Container Resource Management & Monitoring

Overview

Implemented enterprise-grade resource management and monitoring across a multi-host Docker infrastructure. Fixed critical Prometheus alerting issues and applied memory limits to 20 containers across two servers, improving system stability and observability.

Problem: Container memory alerts showing +Inf% instead of actual percentages, no resource limits enforcing isolation between services.

Solution: Comprehensive audit of container resource usage, implementation of appropriate memory limits, and rewrite of Prometheus alert rules to handle both limited and unlimited containers.

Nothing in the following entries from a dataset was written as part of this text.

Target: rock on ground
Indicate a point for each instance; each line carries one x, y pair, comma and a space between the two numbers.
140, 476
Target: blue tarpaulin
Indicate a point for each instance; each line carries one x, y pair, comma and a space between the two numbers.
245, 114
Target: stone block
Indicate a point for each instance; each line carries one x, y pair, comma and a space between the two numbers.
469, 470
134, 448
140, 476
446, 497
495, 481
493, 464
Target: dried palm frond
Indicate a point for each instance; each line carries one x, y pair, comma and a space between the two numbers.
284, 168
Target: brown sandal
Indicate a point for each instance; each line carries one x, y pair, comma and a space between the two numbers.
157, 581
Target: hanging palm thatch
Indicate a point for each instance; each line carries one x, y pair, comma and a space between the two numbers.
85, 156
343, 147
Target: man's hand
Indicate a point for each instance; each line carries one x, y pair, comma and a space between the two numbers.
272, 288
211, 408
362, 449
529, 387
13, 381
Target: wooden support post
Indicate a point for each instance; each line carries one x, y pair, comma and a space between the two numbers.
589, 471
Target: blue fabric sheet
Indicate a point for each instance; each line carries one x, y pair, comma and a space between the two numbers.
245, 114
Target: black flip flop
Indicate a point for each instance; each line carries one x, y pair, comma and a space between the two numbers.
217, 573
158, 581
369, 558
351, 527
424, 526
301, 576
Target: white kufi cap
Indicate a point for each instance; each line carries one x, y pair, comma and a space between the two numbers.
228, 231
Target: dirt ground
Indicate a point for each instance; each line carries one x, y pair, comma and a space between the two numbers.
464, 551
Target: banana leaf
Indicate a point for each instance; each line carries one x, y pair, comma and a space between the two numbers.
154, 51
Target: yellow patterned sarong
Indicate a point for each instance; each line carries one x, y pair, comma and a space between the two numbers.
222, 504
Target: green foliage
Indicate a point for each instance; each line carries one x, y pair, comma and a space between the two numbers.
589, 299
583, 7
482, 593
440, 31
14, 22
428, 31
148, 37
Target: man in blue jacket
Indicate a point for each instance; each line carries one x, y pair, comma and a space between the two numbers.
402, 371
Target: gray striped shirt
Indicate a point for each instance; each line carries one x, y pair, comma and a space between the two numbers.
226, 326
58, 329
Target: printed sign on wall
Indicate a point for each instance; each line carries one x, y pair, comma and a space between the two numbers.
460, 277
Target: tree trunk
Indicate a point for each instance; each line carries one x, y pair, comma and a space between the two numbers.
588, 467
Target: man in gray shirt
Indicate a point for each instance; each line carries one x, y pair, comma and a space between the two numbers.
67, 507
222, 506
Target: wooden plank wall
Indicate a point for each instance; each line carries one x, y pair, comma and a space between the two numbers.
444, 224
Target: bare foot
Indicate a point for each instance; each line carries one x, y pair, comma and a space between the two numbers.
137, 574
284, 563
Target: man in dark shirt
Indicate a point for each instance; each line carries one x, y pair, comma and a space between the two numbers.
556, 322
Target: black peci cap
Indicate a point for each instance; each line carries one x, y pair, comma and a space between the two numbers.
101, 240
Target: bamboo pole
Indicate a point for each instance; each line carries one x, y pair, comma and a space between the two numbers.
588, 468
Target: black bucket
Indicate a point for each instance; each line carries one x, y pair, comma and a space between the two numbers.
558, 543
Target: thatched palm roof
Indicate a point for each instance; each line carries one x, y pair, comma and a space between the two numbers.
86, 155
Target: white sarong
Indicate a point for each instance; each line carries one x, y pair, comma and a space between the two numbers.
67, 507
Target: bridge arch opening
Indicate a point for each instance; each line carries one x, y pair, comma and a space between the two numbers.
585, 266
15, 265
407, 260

Technologies: Docker Compose, Prometheus, Grafana, PromQL, Bash scripting, GitOps

The Problem

Broken Prometheus Alerts

The ContainerHighMemory alert was dividing by container_spec_memory_limit_bytes, which returns an extremely large number (essentially infinity) for containers without memory limits:

# BROKEN: Shows +Inf% for unlimited containers
- alert: ContainerHighMemory
  expr: |
    (container_memory_usage_bytes / container_spec_memory_limit_bytes) * 100 > 90

Result: Alert notifications like “Container homebox memory usage is +Inf% of limit” - completely useless for actual monitoring.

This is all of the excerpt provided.